Update (Sept 10, 2013): I believe it would be more correct to say that increasing baseline or endline measurements are ways to decrease the design effect, thereby making the SW design efficient, rather than stating that the maximum number of measurements is necessary. Woertman et al. (2013).
The stepped wedge design (pdf) is a nice alternative to parallel-group designs when, for logistical reasons, the intervention must be rolled-out in stages. A potential downside of this design, however, can be the number of measurement rounds. Even though SW designs can have increased power (thus reducing required sample size to detect the same effect), every unit is observed/measured before and after every treatment round (step). If you have five steps, there are six measurement rounds, including the initial measurement round when all units are in the control group. So if you have n=1000, this is 1000 x 6 = 6000 observations/measurements.
I'm writing to ask about a possible alternative (see pic below):
- Stratifying by community (let's say 5 communities overall; increase to N = 1500 because design has less power than SW)
- Randomize strata (communities) to order of intervention (first, second, third, fourth, fifth)
- Within the first community strata, Community A, conduct baseline surveys with all n=300 and then randomize units to treatment or control
- Deliver the intervention to n/2 units randomized to treatment
- Conduct endline survey with all n=300 in Community A (treatment and wait-list control)
- Conduct baseline survey with all n=300 in Community B (could be at same time as #5) and then randomize units to treatment or control
- Deliver the intervention to n/2 units in Community B randomized to treatment AND n/2 wait-list control units from Community A (optional, but this is what we would do)
In the alternative design, every unit is surveyed twice, just at different times. With a total sample of n=1500, this is 1500 x 2 = 3000 surveys. Compared to the SW design, this is 6000 - 3000 = 3000 fewer surveys, which has big cost implications.
SW works because we observe every unit before and after every step and then model time.
In the alternative design, we only have 2 measurements (baseline and endline) for every unit assigned to treatment (n=750) and wait-list control (n=750).

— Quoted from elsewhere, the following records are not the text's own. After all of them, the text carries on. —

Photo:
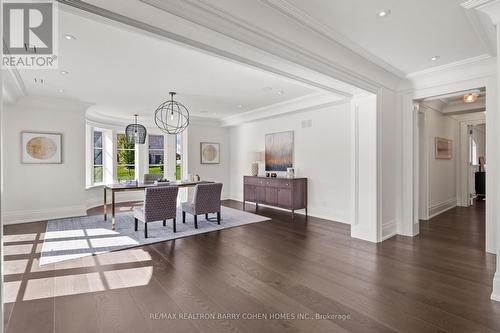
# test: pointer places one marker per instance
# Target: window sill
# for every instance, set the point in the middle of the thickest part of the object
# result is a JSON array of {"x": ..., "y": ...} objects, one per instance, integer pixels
[{"x": 98, "y": 185}]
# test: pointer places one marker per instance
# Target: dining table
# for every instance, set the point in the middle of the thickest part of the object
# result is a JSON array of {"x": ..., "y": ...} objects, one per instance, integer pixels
[{"x": 137, "y": 186}]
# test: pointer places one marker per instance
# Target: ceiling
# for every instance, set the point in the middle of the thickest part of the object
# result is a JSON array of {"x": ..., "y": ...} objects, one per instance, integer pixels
[
  {"x": 122, "y": 72},
  {"x": 406, "y": 39}
]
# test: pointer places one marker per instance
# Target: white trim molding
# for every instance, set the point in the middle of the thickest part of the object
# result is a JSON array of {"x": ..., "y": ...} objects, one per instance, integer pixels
[{"x": 495, "y": 295}]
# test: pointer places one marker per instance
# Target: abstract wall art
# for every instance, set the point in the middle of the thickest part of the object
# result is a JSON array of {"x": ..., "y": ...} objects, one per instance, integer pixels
[
  {"x": 443, "y": 148},
  {"x": 41, "y": 148},
  {"x": 279, "y": 151},
  {"x": 209, "y": 153}
]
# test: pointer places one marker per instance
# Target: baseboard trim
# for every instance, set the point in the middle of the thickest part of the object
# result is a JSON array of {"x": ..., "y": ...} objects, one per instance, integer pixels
[
  {"x": 442, "y": 207},
  {"x": 389, "y": 229},
  {"x": 26, "y": 216},
  {"x": 495, "y": 295}
]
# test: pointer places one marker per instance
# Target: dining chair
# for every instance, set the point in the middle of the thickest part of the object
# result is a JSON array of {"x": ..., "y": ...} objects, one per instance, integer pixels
[
  {"x": 160, "y": 203},
  {"x": 206, "y": 200}
]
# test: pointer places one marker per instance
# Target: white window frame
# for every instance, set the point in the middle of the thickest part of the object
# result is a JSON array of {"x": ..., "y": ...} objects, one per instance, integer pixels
[
  {"x": 92, "y": 161},
  {"x": 136, "y": 152}
]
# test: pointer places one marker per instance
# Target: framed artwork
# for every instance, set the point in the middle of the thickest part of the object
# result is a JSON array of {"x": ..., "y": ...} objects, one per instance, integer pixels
[
  {"x": 209, "y": 153},
  {"x": 41, "y": 148},
  {"x": 443, "y": 148},
  {"x": 279, "y": 151}
]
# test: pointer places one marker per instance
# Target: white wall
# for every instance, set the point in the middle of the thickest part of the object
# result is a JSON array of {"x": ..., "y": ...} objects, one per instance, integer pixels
[
  {"x": 198, "y": 133},
  {"x": 442, "y": 173},
  {"x": 321, "y": 153},
  {"x": 479, "y": 133},
  {"x": 34, "y": 192}
]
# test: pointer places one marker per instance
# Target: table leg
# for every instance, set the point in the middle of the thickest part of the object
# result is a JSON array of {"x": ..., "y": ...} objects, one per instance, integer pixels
[
  {"x": 113, "y": 223},
  {"x": 105, "y": 206}
]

- Baseline for Community A conducted in month 1
- Endline for Community A conducted in month 3
- Baseline for Community B conducted in month 3
- Endline for Community B conducted in month 6
- Baseline for Community C conducted in month 6
- Endline for Community C conducted in month 9
- Baseline for Community D conducted in month 9
- Endline for Community D conducted in month 12
- Baseline for Community E conducted in month 12
- Endline for Community E conducted in month 15
- (would not measure post-treatment for Community E wait-list control; just deliver program)
In the alternative design, can we account for the fact that the observations are made at different times? In SW, every unit is measured before and after every round, which makes it easier to model time effects.
Could we regress endline DVs on assignment to treatment (0/1), a vector of baseline controls, dummy variables for community strata, and month of endline measurement? Better alternatives?
Assuming there is a solution, how to think through the implications for power?